Eating disorders may develop from a variety of problems, not only genetic, but also environmental and psychological. Eating disorders can affect almost any age and gender, but the likelihood of developing eating disorders increases with a young age at first onset and in females.
At the end of a program of treatment, participants report improvements in several areas of their quality-of-life, with improvements in their bodies, social relationships, emotional wellbeing, and work performance.
Eating disorders are a broad range of abnormal eating behaviors and problems in which the individual will overeat in a misguided attempt to satisfy external eating and weight control concerns. Some subcategories are bulimia nervosa, binge eating disorder, and anorexia. Clinicians must be aware that the condition has been defined and identified across cultures and in a number of languages. There is a need for a coherent definition and research of the disorder.
Many treatments are used to treat eating disorders and most interventions are psychological and behavioral. There are three categories of psychiatric and supportive disorders: impulse control disorders, mood disorders, and anorexia nervosa-like disorders. No general diagnostic approach or general treatment style is universally appropriate for all eating disorders. More research is needed in better defining these groups and to determine the most appropriate treatment strategy.
Signs of eating disorders include lethargy, lack of hunger, overeating, weight loss, exercise or weight gain, fasting or starvation, and lack of physical activity. Other signs may include binge eating and vomiting. Symptoms of eating disorders may also include feeling tired and unwell, excessive hair growth, depression or anxiety, poor concentration, and poor impulse control. There are many different types of eating disorder, which have distinct causes and treatments. Eating disorders are a global problem, affecting males as well as females. There is a greater risk of developing an eating disorder in those with a learning disability or poor communication skills, and those who come from a background of mental illness.

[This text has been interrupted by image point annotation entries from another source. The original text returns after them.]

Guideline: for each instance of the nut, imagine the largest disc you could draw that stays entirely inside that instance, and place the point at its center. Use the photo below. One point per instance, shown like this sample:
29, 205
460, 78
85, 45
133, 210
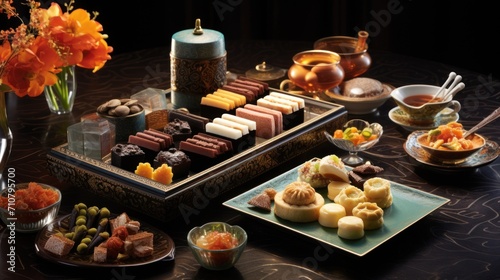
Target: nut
120, 107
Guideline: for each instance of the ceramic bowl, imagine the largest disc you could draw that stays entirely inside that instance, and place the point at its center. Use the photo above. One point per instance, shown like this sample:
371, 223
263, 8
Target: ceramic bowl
28, 220
218, 259
424, 114
447, 156
359, 105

Eating disorders like anorexia nervosa, bulimia, and binge eating disorder are not curable. Therefore, it is important to recognize them as early on as possible. The best way to get there is through a professional, professional-led, and supervised support team.
There are approximately 1.5 million Americans with eating disorders a year, a 2-tier rate of 1.6% of the U.S. population. These data have an important impact on estimates of total morbidity attributable to eating disorders; the actual rate of morbidity due to EDs may be twice as higher in the United States as estimates show.
There are different ways to describe what is new and what is outdated, but what is new or obsolete can be useful. The latest research on eating disorders is usually a result of two major phenomena, those eating disorder researchers are concerned with studying, and those eating disorder research researchers want to study. The desire to explore eating disorder and disordered eating, coupled with the desire to help those with eating disorders, has led to increased interest in this research topic by more than one researcher for many years. With all the recent, newly discovered, and still being discovered clues to the understanding of these disorders, it is important for all researchers to keep pace with what is being learned.
Eating disorders affect women in all populations. This article highlights the seriousness of disordered eating attitudes and behaviors and its potential impact on medical and psychological symptomatology, as well as the public health and political implications.
There is a great deal more to treatment than medication, and treatments work at a variety of levels: cognitive behavior therapy, medication, support groups. By partnering in health and wellness, medical providers and health departments can help improve the outcome of treatment for eating disorders.
The SF-36 and the EDSS are useful quality-of-life assessments for patients with ED. There was no change in physical HRQOL after treatment. However, there was a trend toward improvement in general mental HRQOL after treatment.
A study of 476 patients concluded that there was no clear justification for restricting the number of drugs or the total dose. A number of studies also reported that patients were able to adjust themselves to the drugs and dose adjustments were not indicated. Further research in the area is warranted to draw definite conclusions. Treatment was rated 'B'-grade' for severity by the study authors. Treatment-related side effects were reported in 19% of patients, with nausea and vomiting being the most prevalent. A similar survey of patients in the US reports that 16% have nausea and 15% have vomiting associated with treatment by doctors, and 15% for doctors' assistants. The most prevalent side effect was diarrhea.